Friday, September 23, 2005

Weekly reading summary #1

I would imagine that the following will be of limited interest, but I want to post my weekly reading summaries from my introductory class. If you feel like reading such things then please do, by all means. Mostly I'm putting them up to give myself easy reference to them in the future. Like all else on this blog, the copyright on the following commentaries belongs to me. Plagiarists should die.


Buckland, M. (1991). Chapters 1, 4, 5 & 6. In Information and information systems. New York: Praeger.

McMurtry, J. (2002). Preface. In Value wars: The global market versus the life economy. (pp. xii–xxv). Sterling, VA: Pluto Press.

Sapir, E. (1949). Communication. In D.G. Mandelbaum (Ed.), Selected Writings of Edward Sapir in Language, Culture, and Personality, (pp. 104–109). Berkeley: University of California Press.


Buckland (1991) essays a definition of “information” as both a practical exercise (for the construction of information storage and retrieval systems) and as an epistemological exploration. He defines “information-as-process” as “the act of becoming informed”; “information-as-knowledge” as “that which is imparted when one becomes informed, and “information-as-thing” as physical representations of information that—while they are not themselves knowledge—impart information, however imperfectly. (p. 43) Knowledge, Buckland argues, is dependent on belief. (p. 40)

McMurtry (2002) asserts that an “unseen moral syntax” (p. xiv) controls what information will be perceived as true. Using the failure of investigative organizations (including media, which he writes are “dominantly owned by military-industrial and infotainment corporations” (p. xii)) to report the international power structure’s complicity in the attacks of September 11, 2001, McMurtry shows how a deeply ingrained value structure contributes to the “inertial acquiescence of the occupied mass mind” (p. xiv).

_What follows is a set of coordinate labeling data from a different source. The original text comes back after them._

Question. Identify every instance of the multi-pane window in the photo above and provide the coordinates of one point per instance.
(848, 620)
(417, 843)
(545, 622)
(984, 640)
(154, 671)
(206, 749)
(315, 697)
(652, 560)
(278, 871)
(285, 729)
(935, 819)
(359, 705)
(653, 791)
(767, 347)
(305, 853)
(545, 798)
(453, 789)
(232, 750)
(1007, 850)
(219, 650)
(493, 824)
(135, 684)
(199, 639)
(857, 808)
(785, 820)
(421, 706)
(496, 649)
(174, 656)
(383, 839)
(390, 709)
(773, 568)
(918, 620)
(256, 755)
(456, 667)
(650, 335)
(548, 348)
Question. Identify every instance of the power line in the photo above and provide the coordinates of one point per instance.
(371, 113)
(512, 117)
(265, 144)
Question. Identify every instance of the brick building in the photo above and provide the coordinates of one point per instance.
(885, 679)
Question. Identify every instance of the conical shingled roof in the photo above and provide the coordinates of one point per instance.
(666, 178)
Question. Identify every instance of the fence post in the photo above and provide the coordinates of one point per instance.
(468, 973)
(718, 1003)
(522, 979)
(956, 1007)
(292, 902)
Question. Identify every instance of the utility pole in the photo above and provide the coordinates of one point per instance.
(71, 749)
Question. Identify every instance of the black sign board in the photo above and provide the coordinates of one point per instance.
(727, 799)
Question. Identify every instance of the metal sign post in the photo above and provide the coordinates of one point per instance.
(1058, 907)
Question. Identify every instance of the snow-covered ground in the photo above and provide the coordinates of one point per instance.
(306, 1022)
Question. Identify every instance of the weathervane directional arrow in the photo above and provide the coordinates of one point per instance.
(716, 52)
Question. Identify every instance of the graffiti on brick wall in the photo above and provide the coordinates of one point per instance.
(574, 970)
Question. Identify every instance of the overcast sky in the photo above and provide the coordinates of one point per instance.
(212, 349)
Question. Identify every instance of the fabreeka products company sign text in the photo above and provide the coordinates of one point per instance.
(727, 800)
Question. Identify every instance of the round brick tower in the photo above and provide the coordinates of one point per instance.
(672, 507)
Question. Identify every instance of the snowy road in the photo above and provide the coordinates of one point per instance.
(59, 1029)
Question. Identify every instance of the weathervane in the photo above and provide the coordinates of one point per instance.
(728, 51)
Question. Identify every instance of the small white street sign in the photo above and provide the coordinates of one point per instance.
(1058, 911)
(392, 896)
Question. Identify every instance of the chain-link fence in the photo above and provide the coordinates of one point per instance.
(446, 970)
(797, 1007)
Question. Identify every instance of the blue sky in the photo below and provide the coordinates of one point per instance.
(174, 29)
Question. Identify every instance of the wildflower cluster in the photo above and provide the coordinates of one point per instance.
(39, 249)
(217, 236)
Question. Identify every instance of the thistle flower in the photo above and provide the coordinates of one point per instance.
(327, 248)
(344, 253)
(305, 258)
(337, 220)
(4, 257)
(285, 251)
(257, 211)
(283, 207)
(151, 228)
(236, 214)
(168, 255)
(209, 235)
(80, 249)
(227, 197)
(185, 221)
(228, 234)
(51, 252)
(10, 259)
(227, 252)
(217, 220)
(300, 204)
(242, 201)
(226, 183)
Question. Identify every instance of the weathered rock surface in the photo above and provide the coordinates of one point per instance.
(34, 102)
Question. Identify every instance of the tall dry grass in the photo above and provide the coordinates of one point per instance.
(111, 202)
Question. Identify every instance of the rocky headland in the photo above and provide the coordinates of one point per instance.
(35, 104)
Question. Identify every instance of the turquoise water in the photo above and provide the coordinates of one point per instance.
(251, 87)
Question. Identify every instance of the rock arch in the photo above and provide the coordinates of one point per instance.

Sapir (1949), in delineating the various types of communication from interpersonal communication to mass media, and from language to gesture to “social suggestion” (p. 106) argues that these types of communication are linked to the construction of society, which is not a fixed construct, but one that is constantly in flux. In particular he concludes (in a prescient essay originally written in 1931) that evolving communication technologies would force an increasingly smaller global society to overcome its biggest communication obstacle: language translation. He predicts “that the civilized world will adopt one language of intercommunication, say English or Esperanto, which can be set aside for denotive purposes pure and simple. (p. 109)

For my own interests in journalism and media studies, I connect parts of all three of these studies to form a sort of nascent theory of the ultimate goals of the journalistic process. From Buckland (1991) I take the idea that knowledge is dependent on belief, which relates to studies showing that readers’ trust in newsgathering organizations has fallen precipitously low. Regardless of the accuracy of a given news report (Buckland dismisses accuracy as a qualification for information), the public will be disinclined to accept information from that news report if they do not first believe in that information. Of course, Buckland also raises some problems inherent in any physical representation of information: it is liable to be misinterpreted by its consumer, and will be filtered through both human interpretation and the limitations of language by its author. (p. 53) The optimist in me would hope that a news consumer would accept these limitations and therefore, at least provisionally, accept a news report from a reliable source (and I don’t have a method yet for determining what is “reliable”—perhaps that is left up to the relationship between the individual news consumer and the news organization).

The cynic in me however, is liable to turn to McMurtry (2002) for a reason—as a news consumer myself—to distrust these organizations. McMurtry’s argument that an ingrained value structure dictates the ability of certain facts to penetrate the mass mind clearly links to Buckland’s assertion that knowledge depends on belief. If this moral framework is as pervasive and insidious as McMurtry makes it out to be, then that belief system will not allow the mass audience to become informed in Buckland’s definition, since becoming informed relies on “a change in our beliefs” (p. 40)

This pervasiveness, of course, is largely possible because of the globalization of communication that Sapir (1963) predicts. The propaganda that McMurtry reviles has swamped the global communication network that Sapir predicts, overwhelming the construction of a global society, as Sapir defines society. Luckily for adherents to McMurtry’s argument (and though I’m swayed, I’m not yet convinced), Sapir does write that society is a process, and McMurtry’s proposed solution remains achievable: “Once the human project is released from their invisible prison of presupposition, the constitutional resources to steer out of the accumulating breakdown of life conditions become decisively evident” (p. xxv).

As for the ultimate goal of journalism, it could be seen as to inform, in Buckland’s definition, in order to avoid the sort of mass misinformation evident in McMurtry’s essay in order to build Sapir’s conception of society.